So I hope you had fun attempting some of the less challenging
and the more challenging questions in the exercise.
Remember that you are using a vast amount of knowledge now, so not just differentiation simply.
You're using chain rule, product rule, quotient rule.
You're using all the new facts that we've learned by differentiating sin, cos, and tan
and different identities. But anyway, let's just check that you've done it correctly
and we'll go through the answers together now.
So, the first question asked you to differentiate y equals to cos x to the power of 15.
So we're looking at y equals to cos x to the power of 15.
Now the reason I've rewritten this question is so that we can see firstly
what kind of question this is.

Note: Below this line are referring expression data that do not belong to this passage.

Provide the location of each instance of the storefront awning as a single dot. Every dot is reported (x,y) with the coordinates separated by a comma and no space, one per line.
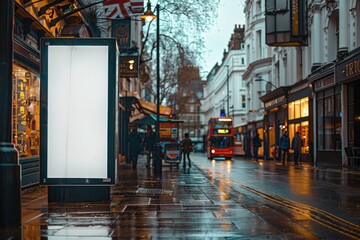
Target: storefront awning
(146,107)
(151,120)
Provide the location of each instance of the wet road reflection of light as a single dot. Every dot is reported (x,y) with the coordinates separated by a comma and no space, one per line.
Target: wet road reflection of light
(299,184)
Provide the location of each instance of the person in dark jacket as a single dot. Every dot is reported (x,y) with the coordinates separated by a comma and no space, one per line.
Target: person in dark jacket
(296,145)
(186,148)
(284,146)
(134,147)
(149,142)
(256,145)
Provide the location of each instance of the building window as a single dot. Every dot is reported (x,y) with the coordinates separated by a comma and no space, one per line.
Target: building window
(243,101)
(298,109)
(328,105)
(258,43)
(26,111)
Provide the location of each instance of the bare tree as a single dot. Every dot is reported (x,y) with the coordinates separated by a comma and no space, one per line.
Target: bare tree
(181,40)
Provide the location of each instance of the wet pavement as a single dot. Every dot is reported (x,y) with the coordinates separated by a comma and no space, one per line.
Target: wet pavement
(202,202)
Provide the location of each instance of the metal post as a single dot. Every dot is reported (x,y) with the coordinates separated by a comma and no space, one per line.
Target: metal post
(157,147)
(10,183)
(227,84)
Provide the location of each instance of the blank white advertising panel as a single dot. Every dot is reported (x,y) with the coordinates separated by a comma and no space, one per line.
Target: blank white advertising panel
(77,111)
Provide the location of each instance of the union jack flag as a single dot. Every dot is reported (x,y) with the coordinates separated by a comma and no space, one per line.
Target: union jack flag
(122,8)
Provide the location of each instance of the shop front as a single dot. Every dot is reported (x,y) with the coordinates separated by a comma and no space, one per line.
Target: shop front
(300,117)
(327,110)
(275,121)
(26,108)
(348,75)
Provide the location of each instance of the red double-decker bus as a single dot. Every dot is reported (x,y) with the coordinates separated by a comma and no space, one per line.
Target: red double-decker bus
(220,139)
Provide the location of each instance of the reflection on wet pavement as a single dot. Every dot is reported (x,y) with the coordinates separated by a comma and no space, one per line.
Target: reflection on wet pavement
(186,203)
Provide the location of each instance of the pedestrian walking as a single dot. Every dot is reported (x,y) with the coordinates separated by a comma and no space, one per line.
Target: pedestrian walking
(284,147)
(134,147)
(149,142)
(296,145)
(186,148)
(256,145)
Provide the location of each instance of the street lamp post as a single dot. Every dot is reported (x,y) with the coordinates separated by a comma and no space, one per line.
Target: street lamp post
(149,16)
(10,200)
(227,87)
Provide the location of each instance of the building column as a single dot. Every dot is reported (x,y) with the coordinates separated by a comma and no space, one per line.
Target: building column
(343,26)
(316,41)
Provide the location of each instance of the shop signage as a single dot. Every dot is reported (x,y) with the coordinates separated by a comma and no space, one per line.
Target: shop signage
(129,66)
(324,83)
(286,23)
(275,102)
(348,69)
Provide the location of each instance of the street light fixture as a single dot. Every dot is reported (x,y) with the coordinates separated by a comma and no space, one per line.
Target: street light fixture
(227,88)
(149,16)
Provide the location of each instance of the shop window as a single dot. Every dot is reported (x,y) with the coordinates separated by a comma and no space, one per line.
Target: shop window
(26,111)
(304,106)
(291,108)
(329,120)
(320,124)
(298,109)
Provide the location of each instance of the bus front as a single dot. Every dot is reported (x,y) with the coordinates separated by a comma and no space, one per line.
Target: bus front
(221,138)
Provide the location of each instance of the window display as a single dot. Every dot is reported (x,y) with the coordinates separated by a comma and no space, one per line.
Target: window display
(26,111)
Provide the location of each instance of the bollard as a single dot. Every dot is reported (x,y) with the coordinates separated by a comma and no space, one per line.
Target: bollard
(157,159)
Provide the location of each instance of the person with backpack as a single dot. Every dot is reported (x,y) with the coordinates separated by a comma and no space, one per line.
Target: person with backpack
(256,145)
(284,147)
(186,148)
(149,142)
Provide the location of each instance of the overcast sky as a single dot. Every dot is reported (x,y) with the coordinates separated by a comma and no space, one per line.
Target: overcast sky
(231,12)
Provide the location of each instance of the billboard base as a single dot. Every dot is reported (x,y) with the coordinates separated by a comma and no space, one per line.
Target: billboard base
(66,194)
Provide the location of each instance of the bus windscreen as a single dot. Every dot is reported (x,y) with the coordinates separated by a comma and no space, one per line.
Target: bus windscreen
(222,141)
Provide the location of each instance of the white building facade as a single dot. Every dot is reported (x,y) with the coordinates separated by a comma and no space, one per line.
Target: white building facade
(225,89)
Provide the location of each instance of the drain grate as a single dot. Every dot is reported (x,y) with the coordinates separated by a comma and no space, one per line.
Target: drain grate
(153,191)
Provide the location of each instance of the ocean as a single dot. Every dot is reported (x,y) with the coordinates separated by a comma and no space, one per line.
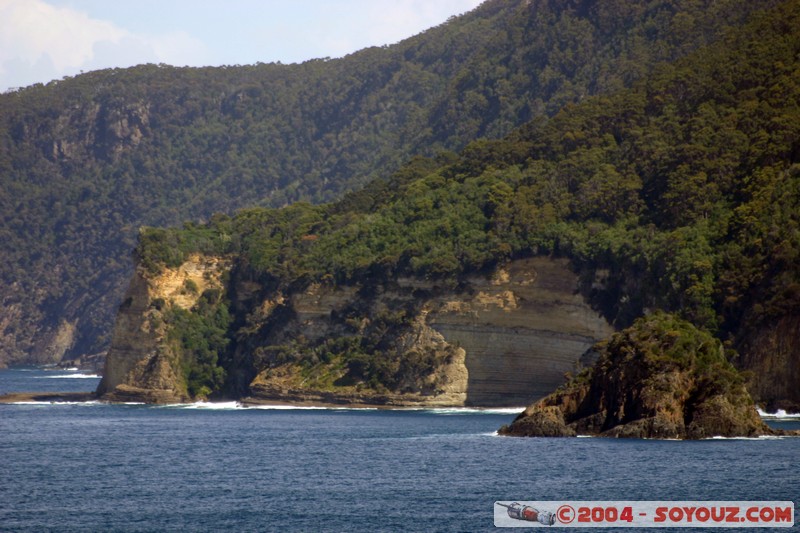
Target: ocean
(222,467)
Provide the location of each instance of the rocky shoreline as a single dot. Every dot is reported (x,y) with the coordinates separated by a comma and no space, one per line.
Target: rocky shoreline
(660,379)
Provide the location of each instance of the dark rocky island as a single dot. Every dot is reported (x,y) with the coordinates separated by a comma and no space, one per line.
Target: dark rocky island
(661,378)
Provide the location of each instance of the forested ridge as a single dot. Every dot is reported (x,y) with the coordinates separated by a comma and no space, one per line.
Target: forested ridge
(87,160)
(681,194)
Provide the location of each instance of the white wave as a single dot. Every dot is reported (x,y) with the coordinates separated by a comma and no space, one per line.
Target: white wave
(466,410)
(780,414)
(308,408)
(219,406)
(31,402)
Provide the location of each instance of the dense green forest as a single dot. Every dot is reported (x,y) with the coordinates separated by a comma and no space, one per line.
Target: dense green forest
(682,191)
(85,161)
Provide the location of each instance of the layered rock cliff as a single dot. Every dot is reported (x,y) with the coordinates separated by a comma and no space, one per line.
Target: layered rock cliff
(142,365)
(661,378)
(495,340)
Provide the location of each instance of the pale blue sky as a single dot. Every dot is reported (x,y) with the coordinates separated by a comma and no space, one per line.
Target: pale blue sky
(42,40)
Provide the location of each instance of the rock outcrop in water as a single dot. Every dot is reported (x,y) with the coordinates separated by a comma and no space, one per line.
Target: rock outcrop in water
(496,340)
(661,378)
(142,364)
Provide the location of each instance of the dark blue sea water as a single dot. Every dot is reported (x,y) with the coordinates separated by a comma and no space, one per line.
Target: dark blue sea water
(98,467)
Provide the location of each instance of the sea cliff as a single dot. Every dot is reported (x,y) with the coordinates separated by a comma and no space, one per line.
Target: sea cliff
(498,339)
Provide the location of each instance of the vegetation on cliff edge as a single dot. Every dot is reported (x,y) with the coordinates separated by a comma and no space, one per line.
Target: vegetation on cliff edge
(85,161)
(681,193)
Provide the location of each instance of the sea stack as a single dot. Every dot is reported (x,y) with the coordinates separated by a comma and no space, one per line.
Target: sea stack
(661,378)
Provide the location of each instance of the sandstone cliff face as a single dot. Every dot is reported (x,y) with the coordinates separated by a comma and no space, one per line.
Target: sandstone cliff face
(658,379)
(497,341)
(140,365)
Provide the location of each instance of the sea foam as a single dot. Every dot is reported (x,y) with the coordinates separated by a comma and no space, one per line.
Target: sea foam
(780,414)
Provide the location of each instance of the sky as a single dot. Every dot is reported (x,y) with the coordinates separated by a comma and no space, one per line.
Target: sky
(43,40)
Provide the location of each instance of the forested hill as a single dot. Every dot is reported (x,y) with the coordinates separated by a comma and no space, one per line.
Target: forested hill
(87,160)
(680,194)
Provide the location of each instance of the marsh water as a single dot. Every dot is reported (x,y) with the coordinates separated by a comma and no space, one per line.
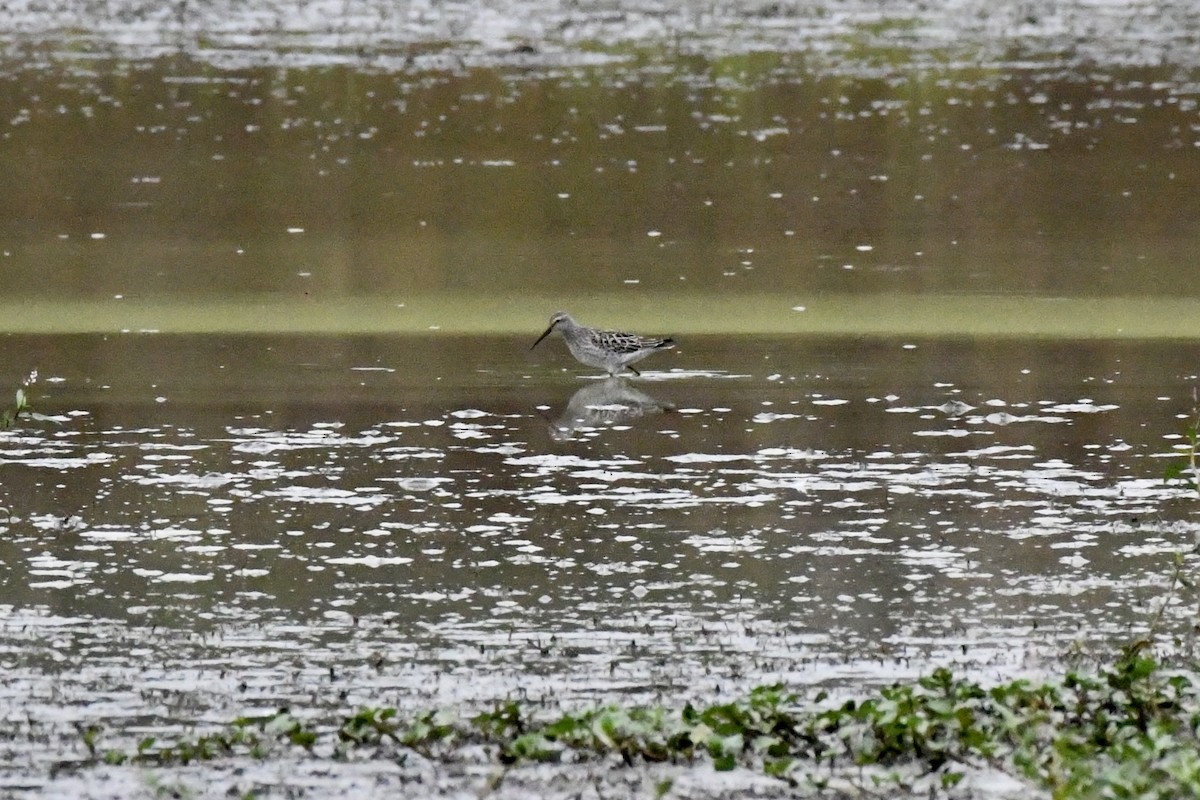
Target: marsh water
(936,323)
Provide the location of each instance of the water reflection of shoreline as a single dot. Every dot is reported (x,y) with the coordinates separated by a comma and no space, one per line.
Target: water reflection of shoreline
(612,401)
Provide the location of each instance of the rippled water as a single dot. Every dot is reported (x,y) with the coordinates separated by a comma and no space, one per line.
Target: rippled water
(929,270)
(424,522)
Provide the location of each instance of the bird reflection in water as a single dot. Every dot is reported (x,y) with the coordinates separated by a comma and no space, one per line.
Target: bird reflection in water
(612,401)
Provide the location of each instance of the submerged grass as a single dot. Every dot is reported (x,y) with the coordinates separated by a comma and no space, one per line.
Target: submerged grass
(1129,729)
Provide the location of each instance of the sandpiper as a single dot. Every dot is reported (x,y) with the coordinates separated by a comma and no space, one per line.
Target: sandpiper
(609,350)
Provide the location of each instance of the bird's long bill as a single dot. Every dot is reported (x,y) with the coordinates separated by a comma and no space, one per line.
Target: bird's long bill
(543,336)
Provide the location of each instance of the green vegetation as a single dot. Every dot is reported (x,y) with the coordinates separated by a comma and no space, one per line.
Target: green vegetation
(1129,731)
(19,404)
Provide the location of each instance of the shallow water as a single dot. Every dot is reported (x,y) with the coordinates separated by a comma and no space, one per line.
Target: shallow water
(252,522)
(930,276)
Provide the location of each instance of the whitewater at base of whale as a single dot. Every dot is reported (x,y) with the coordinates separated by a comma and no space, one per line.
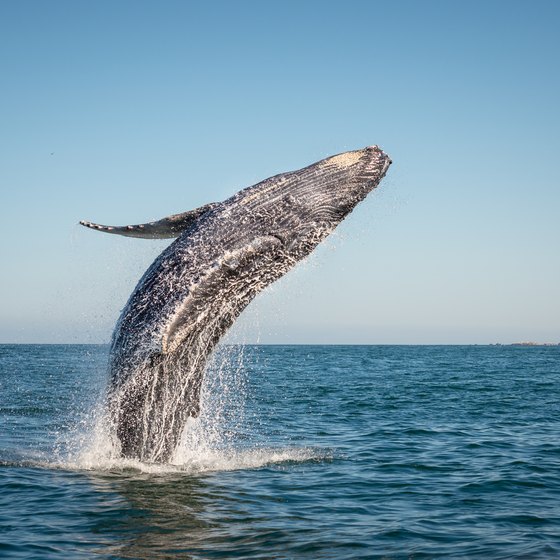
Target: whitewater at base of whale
(224,255)
(330,452)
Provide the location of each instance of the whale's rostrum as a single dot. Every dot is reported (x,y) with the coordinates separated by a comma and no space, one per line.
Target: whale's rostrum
(224,255)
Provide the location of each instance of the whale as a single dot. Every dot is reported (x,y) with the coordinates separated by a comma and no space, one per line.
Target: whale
(223,255)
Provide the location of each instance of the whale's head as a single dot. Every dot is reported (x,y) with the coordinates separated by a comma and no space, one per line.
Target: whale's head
(308,204)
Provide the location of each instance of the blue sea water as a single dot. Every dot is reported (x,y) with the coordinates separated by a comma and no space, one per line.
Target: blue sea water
(300,452)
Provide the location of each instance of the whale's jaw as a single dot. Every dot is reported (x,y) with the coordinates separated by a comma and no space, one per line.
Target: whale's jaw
(224,255)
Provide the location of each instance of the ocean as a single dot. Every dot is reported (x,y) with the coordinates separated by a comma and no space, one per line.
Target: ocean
(403,452)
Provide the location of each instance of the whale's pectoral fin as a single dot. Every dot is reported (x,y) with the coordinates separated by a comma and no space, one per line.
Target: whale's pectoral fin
(172,226)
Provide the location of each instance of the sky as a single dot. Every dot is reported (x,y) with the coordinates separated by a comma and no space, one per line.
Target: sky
(126,111)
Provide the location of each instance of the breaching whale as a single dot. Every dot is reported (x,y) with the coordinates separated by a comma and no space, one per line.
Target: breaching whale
(224,255)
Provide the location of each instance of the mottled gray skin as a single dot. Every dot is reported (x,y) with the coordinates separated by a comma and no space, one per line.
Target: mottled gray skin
(198,286)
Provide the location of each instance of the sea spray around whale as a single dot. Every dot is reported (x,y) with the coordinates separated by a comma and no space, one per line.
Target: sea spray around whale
(220,439)
(224,255)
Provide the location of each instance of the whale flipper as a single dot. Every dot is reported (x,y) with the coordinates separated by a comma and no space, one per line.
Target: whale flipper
(171,226)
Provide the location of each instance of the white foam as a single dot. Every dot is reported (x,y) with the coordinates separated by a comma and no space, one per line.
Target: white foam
(209,443)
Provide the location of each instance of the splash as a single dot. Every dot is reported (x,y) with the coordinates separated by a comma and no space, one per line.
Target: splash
(218,440)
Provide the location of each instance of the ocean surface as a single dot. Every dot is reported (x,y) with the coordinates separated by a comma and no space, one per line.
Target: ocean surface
(300,452)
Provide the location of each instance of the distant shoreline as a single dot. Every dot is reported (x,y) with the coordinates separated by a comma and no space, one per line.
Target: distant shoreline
(494,344)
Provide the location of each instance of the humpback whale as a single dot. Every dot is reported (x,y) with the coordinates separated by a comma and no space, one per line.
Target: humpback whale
(224,254)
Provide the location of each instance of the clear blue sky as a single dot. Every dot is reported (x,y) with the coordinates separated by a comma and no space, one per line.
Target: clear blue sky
(125,111)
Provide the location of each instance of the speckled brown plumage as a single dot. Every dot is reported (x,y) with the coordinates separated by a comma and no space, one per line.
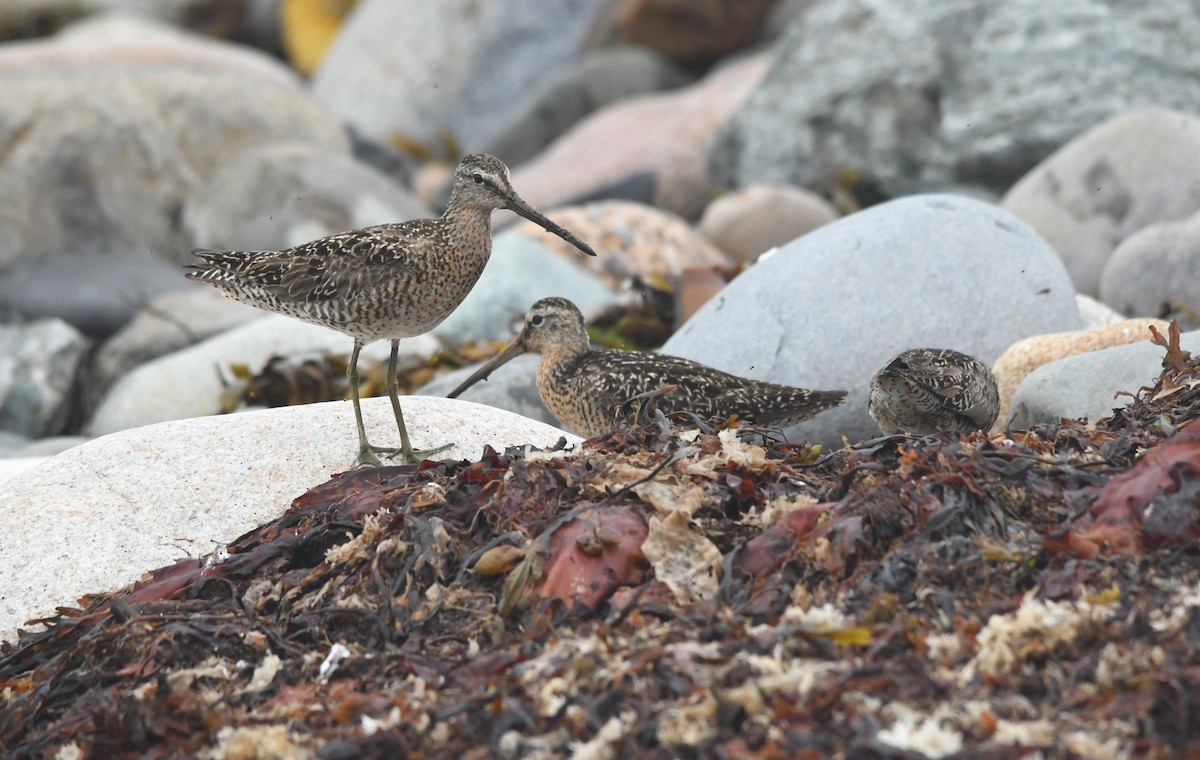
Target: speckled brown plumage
(389,281)
(927,390)
(588,388)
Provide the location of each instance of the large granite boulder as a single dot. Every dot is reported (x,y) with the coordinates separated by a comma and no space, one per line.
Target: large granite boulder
(829,309)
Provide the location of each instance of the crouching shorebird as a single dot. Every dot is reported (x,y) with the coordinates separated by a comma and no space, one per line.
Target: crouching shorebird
(588,388)
(389,281)
(925,390)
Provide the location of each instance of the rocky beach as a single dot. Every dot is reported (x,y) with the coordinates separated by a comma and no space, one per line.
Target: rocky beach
(791,191)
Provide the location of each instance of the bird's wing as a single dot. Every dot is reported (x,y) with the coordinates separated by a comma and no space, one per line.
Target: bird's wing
(622,375)
(328,268)
(957,384)
(353,262)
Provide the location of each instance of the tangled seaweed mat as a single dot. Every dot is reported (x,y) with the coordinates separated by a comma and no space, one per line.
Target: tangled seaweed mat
(660,594)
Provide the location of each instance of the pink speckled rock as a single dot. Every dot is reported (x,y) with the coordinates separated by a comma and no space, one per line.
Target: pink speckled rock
(1029,354)
(667,136)
(630,239)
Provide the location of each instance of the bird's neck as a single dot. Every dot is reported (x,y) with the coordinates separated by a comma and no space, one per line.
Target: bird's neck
(469,227)
(567,353)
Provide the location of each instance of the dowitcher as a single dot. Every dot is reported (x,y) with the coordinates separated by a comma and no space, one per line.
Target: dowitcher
(588,389)
(389,281)
(925,390)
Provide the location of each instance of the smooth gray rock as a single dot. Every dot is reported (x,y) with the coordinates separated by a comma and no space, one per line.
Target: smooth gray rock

Remember what I said, the first thing that you need to do
is just take a moment to look at your question and to observe what nature the question is.
So you have cos x to the power of 15, all to the power of 15.
You can see that the way that it's written here is trying to help you identify
that this is a big function and then you have a little function.
So you have something to the power of 15, and then inside, you have a different function.
So let's just start with differentiating the brackets to the power of 15.
You simply bring the power down, leave whatever is inside, and decrease the power by 1.
You then multiply it with the differential of the inside.
So you now need to recall what is the differential of cos x and the differential of cos x
is minus sin x and then you put it together.
So 15 times minus sin x will just give you minus 15 sin x
and then that is still multiplying with cos x to the power of 14.